1. The Plan provided:mWhen you receive money to compensate you for medical or hospital care for injuries or illness caused by another person, you must reimburse us for any expenses we paid.․You specifically acknowledge our right to subrogation. When we provide health care benefits for injuries or illnesses for which a third party is or may be responsible, we shall be subrogated to your rights of recovery against any third party to the extent of the full costs of all benefits provided by us, to the fullest extent permitted by law ․You also specifically acknowledge our right of reimbursement. This right of reimbursement attaches, to the fullest extent permitted by law, when we have provided health care benefits for injuries or illnesses for which a third party is or may be responsible and you and/or your representative has recovered any amounts from the third party or any party making payments on the third party's behalf.

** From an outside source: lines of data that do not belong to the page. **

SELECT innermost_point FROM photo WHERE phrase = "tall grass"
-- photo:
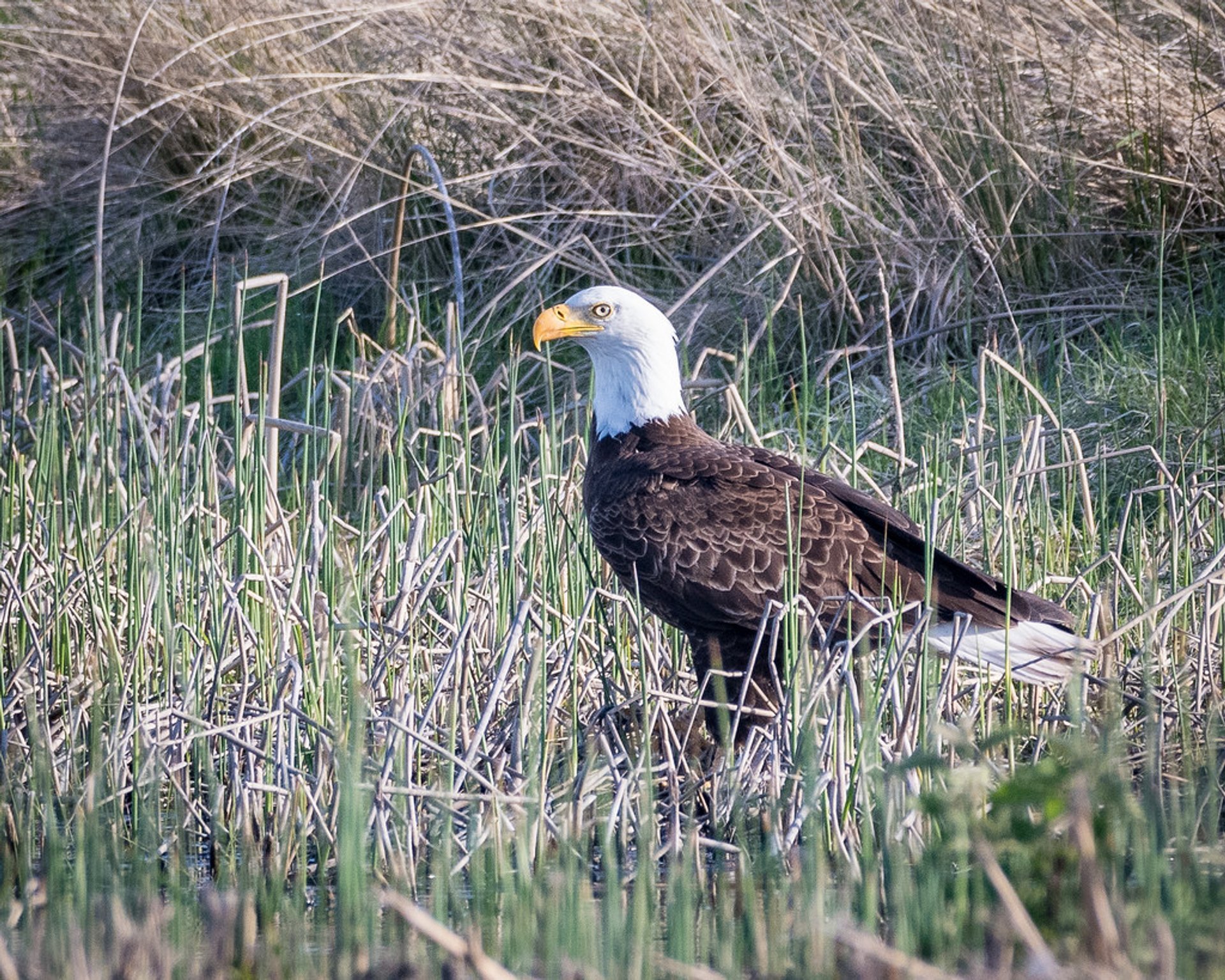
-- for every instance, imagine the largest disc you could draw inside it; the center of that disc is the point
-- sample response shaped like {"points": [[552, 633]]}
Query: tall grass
{"points": [[983, 160], [408, 667], [334, 683]]}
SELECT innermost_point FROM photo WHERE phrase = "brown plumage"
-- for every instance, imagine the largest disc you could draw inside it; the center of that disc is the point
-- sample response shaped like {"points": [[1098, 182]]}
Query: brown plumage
{"points": [[706, 532]]}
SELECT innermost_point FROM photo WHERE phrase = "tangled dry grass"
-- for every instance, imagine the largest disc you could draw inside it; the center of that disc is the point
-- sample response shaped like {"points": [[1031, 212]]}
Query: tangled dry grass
{"points": [[974, 157]]}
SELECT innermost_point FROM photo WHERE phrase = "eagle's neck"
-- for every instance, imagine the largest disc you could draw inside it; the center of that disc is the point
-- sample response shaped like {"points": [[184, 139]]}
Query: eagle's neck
{"points": [[635, 385]]}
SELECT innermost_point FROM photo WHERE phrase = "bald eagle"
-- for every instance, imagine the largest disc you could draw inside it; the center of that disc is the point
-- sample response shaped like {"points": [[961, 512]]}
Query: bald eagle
{"points": [[709, 533]]}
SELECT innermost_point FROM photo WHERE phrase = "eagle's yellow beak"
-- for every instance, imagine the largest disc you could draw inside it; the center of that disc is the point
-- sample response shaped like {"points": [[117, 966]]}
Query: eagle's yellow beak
{"points": [[560, 322]]}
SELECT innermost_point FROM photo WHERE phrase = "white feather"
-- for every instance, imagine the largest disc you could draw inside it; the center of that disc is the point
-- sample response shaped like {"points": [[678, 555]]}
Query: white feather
{"points": [[634, 359], [1034, 652]]}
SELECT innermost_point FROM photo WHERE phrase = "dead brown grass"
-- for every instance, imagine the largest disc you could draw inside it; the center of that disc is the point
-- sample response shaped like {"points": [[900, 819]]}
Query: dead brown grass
{"points": [[976, 153]]}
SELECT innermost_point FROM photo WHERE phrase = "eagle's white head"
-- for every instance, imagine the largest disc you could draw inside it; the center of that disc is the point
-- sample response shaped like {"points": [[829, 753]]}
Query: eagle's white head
{"points": [[632, 347]]}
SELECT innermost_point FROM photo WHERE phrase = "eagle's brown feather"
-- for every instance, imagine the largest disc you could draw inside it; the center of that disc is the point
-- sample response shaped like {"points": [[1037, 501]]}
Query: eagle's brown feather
{"points": [[704, 533]]}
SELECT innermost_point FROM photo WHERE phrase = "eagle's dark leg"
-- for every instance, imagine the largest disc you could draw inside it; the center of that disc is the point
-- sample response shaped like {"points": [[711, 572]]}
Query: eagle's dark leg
{"points": [[732, 652]]}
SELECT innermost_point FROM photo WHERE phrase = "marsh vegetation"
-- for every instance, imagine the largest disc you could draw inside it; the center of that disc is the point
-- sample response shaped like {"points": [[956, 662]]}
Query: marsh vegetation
{"points": [[309, 665]]}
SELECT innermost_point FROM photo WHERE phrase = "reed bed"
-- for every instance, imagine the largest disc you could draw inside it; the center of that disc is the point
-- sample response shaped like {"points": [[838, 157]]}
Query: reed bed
{"points": [[390, 652], [309, 667]]}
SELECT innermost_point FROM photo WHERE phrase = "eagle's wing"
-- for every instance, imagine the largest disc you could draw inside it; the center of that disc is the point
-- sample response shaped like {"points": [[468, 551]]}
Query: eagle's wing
{"points": [[708, 537]]}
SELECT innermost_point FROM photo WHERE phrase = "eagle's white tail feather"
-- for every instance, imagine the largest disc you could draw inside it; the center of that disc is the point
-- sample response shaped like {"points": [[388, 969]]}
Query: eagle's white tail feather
{"points": [[1036, 652]]}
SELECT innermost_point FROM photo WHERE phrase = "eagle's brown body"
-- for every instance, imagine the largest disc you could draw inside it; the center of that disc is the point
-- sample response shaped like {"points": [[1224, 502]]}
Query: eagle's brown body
{"points": [[708, 535], [700, 530]]}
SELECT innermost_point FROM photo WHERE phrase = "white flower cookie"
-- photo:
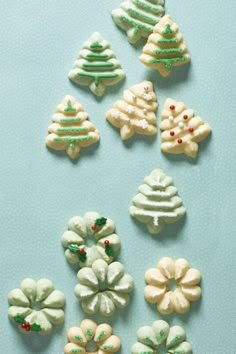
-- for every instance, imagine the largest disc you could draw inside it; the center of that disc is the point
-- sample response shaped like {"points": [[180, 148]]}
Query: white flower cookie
{"points": [[71, 129], [95, 228], [103, 288], [92, 338], [182, 130], [157, 202], [136, 112], [97, 66], [36, 306], [172, 285], [138, 18], [165, 47]]}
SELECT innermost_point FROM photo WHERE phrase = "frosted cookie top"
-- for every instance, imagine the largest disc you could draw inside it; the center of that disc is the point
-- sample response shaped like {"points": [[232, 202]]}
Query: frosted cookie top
{"points": [[92, 338], [172, 285], [97, 66], [165, 47], [136, 113], [138, 17], [182, 130], [160, 334], [36, 306], [157, 202], [95, 228], [71, 129]]}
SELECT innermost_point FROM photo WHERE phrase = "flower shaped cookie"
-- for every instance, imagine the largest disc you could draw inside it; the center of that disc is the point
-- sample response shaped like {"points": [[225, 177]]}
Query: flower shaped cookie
{"points": [[36, 306], [92, 227], [92, 338], [150, 338], [167, 275], [103, 287]]}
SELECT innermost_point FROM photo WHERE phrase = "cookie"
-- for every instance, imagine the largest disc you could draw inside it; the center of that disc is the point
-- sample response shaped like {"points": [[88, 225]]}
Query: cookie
{"points": [[161, 336], [182, 130], [157, 202], [90, 337], [103, 287], [138, 18], [36, 306], [90, 227], [136, 112], [172, 286], [71, 129], [165, 47], [97, 66]]}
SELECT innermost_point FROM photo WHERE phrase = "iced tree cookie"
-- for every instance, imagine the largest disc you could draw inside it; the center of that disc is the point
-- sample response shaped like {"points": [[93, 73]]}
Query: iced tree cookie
{"points": [[136, 112], [157, 202], [182, 130], [92, 227], [36, 306], [165, 47], [92, 338], [172, 285], [97, 66], [138, 17], [71, 130], [160, 335], [103, 288]]}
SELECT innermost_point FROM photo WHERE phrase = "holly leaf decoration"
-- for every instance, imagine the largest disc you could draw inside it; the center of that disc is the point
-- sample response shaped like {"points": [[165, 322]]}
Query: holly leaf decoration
{"points": [[101, 221], [35, 327], [19, 319]]}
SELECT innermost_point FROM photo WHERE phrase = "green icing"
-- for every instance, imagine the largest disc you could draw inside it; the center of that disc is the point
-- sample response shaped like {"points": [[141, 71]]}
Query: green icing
{"points": [[168, 30]]}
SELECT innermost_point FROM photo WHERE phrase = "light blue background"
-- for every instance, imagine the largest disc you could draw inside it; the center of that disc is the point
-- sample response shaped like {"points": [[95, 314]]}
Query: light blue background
{"points": [[41, 190]]}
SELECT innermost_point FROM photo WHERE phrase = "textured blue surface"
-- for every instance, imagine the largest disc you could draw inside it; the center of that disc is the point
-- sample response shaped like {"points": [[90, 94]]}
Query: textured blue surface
{"points": [[41, 190]]}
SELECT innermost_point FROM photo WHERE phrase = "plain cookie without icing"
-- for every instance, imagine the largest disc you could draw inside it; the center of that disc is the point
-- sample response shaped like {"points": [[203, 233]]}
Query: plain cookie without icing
{"points": [[71, 129], [97, 66], [90, 338], [136, 112], [182, 130], [159, 290], [138, 17], [165, 47], [157, 202]]}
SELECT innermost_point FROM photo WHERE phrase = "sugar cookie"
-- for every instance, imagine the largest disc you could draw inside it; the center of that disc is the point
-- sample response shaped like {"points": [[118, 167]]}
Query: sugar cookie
{"points": [[71, 129], [171, 339], [165, 47], [92, 226], [171, 297], [92, 338], [182, 130], [103, 287], [157, 202], [36, 306], [97, 66], [138, 17], [136, 112]]}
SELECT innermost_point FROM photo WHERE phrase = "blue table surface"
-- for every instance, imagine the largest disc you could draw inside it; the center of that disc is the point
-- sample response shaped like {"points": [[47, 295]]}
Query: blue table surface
{"points": [[40, 190]]}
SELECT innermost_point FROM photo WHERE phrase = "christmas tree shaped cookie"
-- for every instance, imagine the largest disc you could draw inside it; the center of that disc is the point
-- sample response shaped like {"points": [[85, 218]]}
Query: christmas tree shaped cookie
{"points": [[136, 112], [138, 17], [165, 47], [71, 129], [157, 202], [97, 66], [181, 129]]}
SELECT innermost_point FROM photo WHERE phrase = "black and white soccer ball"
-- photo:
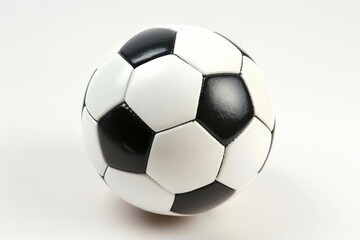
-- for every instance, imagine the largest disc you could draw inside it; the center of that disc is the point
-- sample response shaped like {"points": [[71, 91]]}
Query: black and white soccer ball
{"points": [[177, 120]]}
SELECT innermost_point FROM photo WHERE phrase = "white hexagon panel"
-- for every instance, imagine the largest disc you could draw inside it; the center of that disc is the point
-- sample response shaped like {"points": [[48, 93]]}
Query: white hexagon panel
{"points": [[139, 190], [108, 86], [207, 51], [245, 156], [168, 87], [184, 158], [91, 140]]}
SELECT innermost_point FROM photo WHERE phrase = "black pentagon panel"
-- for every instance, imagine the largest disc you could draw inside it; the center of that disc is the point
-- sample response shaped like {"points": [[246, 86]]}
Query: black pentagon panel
{"points": [[125, 139], [271, 144], [225, 107], [148, 45], [202, 199], [240, 49]]}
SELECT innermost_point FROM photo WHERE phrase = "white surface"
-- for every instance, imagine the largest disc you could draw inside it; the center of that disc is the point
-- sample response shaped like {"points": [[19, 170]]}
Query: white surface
{"points": [[193, 44], [91, 141], [139, 190], [259, 92], [164, 92], [245, 155], [184, 158], [309, 53], [108, 86]]}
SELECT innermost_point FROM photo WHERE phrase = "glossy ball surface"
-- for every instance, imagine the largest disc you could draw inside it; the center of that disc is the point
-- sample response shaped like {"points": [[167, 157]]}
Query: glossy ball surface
{"points": [[178, 120]]}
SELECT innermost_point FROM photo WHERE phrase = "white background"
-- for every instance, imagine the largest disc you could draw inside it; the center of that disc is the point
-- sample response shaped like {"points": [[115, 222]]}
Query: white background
{"points": [[309, 51]]}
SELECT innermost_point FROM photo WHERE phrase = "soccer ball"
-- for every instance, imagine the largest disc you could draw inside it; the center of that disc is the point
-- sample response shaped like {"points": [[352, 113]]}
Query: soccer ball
{"points": [[177, 120]]}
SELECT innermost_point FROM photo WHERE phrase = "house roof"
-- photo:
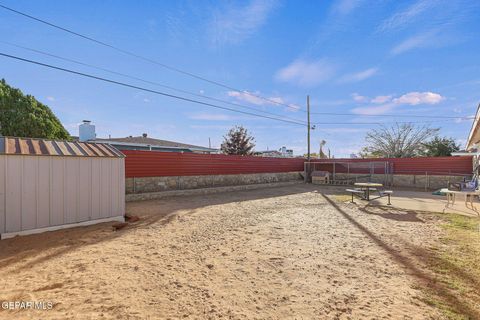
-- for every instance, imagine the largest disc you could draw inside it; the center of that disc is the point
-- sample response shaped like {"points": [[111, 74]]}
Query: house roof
{"points": [[145, 141], [474, 136], [45, 147]]}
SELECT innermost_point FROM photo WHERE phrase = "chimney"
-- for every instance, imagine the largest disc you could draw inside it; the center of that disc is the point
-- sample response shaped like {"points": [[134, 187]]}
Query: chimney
{"points": [[86, 131]]}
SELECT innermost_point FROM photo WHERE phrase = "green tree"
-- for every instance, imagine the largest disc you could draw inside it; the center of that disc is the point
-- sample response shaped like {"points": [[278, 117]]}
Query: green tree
{"points": [[398, 141], [24, 116], [440, 147], [238, 142]]}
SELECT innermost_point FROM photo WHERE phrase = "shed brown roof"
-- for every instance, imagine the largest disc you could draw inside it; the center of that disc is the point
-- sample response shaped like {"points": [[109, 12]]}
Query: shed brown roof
{"points": [[43, 147]]}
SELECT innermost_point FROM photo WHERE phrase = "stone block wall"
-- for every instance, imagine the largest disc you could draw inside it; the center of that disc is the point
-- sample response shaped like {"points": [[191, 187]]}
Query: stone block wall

By providing any benefit under this Plan, we are granted an assignment of the proceeds of any settlement, judgment or other payment received by you to the extent of the full cost of all benefits provided by us. Our right of reimbursement is cumulative with and not exclusive of our subrogation right and we may choose to exercise either or both rights of recovery.
2. We note that though the FEHBA may bear some similarities to the Employee Retirement Income Security Act (“ERISA”), the FEHBA's preemption clause is materially different from the ERISA's preemption clause. The ERISA's preemption clause, 29 U.S.C. § 1144(a), provides that the provisions of the ERISA itself—not provisions of ERISA contracts—are preemptive. We therefore limit our opinion to FEHBA cases. But see Botsford v. Blue Cross & Blue Shield of Mont., Inc., 314 F.3d 390, 393–94 (9th Cir.2002) (“The new [FEHBA preemption] provision closely resembles ERISA's express preemption provision, and precedent interpreting the ERISA provision thus provides authority for cases involving the FEHBA provision.” (footnote omitted)).
3. We are also not persuaded by the contrary interpretations advanced by courts in some other jurisdictions, such as the Missouri Court of Appeals in Nevils v. Group Health Plan,. Inc., ––– S.W.3d ––––, 2012 WL 6689542 (Mo.Ct.App.2012).
CONCURRING: PATRICIA A. OROZCO, Presiding Judge and KENT E. CATTANI, Judge.